Correr
EL BOCHORNOSO espectáculo brindado, en la carrera popular celebrada el pasado fin de semana en el barrio madrileño de Canillejas, por un significativo número de participantes y por algunos sectores del público que contemplaba la prueba, obliga a reconsiderar las pregonadas virtudes del deporte como escuela de virtudes ciudadanas y como saludable ámbito para evacuar los impulsos competitivos.Buena parte de las responsabilidades de los incidentes corresponde a los organizadores de la prueba, que no adoptaron las medidas necesarias para evitar una falsa salida y que fueron incapaces, cuando la estampida antirreglamentaria de corredores se había ya producido, de detener a los despistados madrugadores antes de que hubieran fatigado 4 de los 12 kilómetros que les separaban de la meta. La insuficiencia de barreras protectoras y la superabundancia de vehículos de motor -incluidos camiones pesados- que escoltaban a los corredores y ponían en peligro su integridad física se inscriben, también, en las aparatosas deficiencias organizativas de Canillejas. Pero, desgraciadamente, los incidentes del domingo no pueden endosarse exclusivamente a los desastrosos preparativos de la prueba. La exhibición de gamberrismo e incivilidad de que hicieron gala algunos deportistas del asfalto y una parte de sus seguidores invita a la reflexión.
El británico MacLeod, subcampeón olímpico de los 10.000 metros, fue agredido, derribado y casi arrojado bajo las ruedas de un camión cuando marchaba en cabeza y sólo le faltaban dos kilómetros para la meta. Al portugués Fernando Mamede, plusmarquista mundial en esa misma distancia, se le impidió materialmente cruzar la línea de llegada. Los improperios dirigidos por una parte de los deportistas locales y de los espectadores contra esos campeones extranjeros combinaron las consignas populistas y los prejuicios chovinistas. La policía y el servicio de orden brillaron por su ausencia en los incidentes.
El boicoteo de Canillejas tal vez sirva, al menos, para replantear los supuestos sobre los que descansa este tipo de pruebas. El auge de las carreras populares, nacidas originalmente con un espíritu muy distinto al que ofrecen hoy, fue rápidamente aprovechado por los publicitarios, que vieron en su desarrollo una magnífica oportunidad para utilizarlas como soporte de campañas patrocinadas por firmas comerciales. Es hasta cierto punto lógico que los buenos atletas profesionales, empleando la expresión en su sentido mas amplio, acudan al reclamo de los sustanciosos premios que la comercialización de las pruebas implica. Pero resulta menos comprensible que las medianías del atletismo, movidas por el mismo aliciente material pero incapaces de competir en terreno abierto con los campeones, lleven su codicia hasta el extremo de pisotear, si es preciso, a los rivales que se les interponen en su carrera hacia la obtención del premio.

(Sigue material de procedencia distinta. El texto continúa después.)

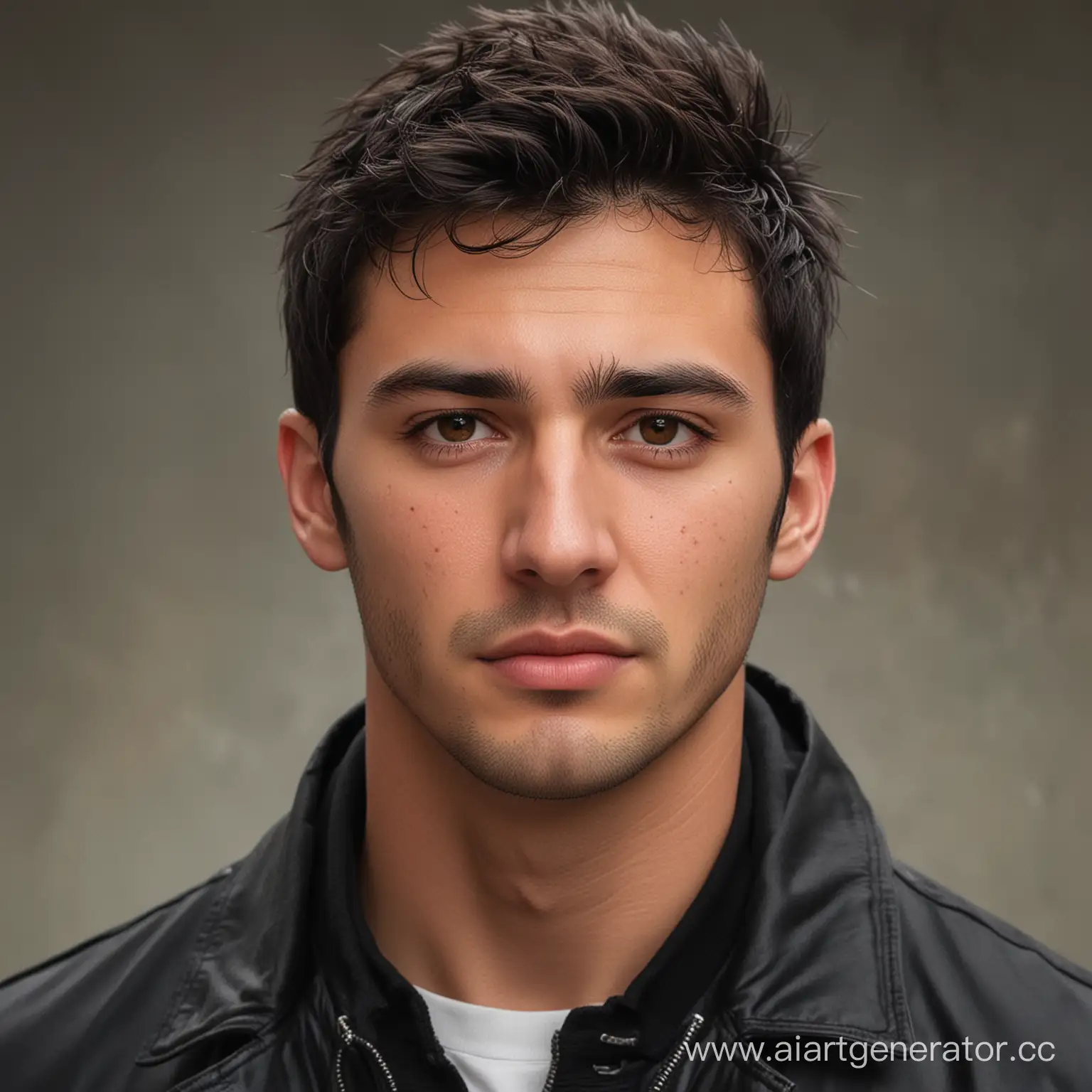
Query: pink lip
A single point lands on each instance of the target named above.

El comportamiento de esos corredores, a mitad de camino entre la simple afición y la remunerada profesión, salpica a los modestos protagonistas de esas carreras populares, que intervienen en las pruebas con la única finalidad de mantenerse en forma, dar salida a sus energías sobrantes o mejorar su condición física. Esos aficionados no tuvieron culpa alguna en los vergonzosos incidentes de Canillejas. Poco pudo importarles, incluso, que la carrera fuese anulada, ya que su propósito no era ganar premios, sino simplemente divertirse, hacer deporte y competir con sus amigos. Los grandes premios y la participación de los grandes atletas les trae al pairo a los deportistas verdaderamente aficionados; sin embargo, sirven inconscientemente de pretexto para que las firmas comerciales se hagan publicidad y para que los profesionales, grandes o mediocres, puedan llevarse automóviles, vídeos, equipos de música, jamones o dinero.
Una carrera popular no debería tener más recompensa que la participación, desde el primero hasta el último clasificado, ni más premio que el lugar alcanzado por cada cual gracias a su esfuerzo. Una medalla humilde que así lo acredite, basta.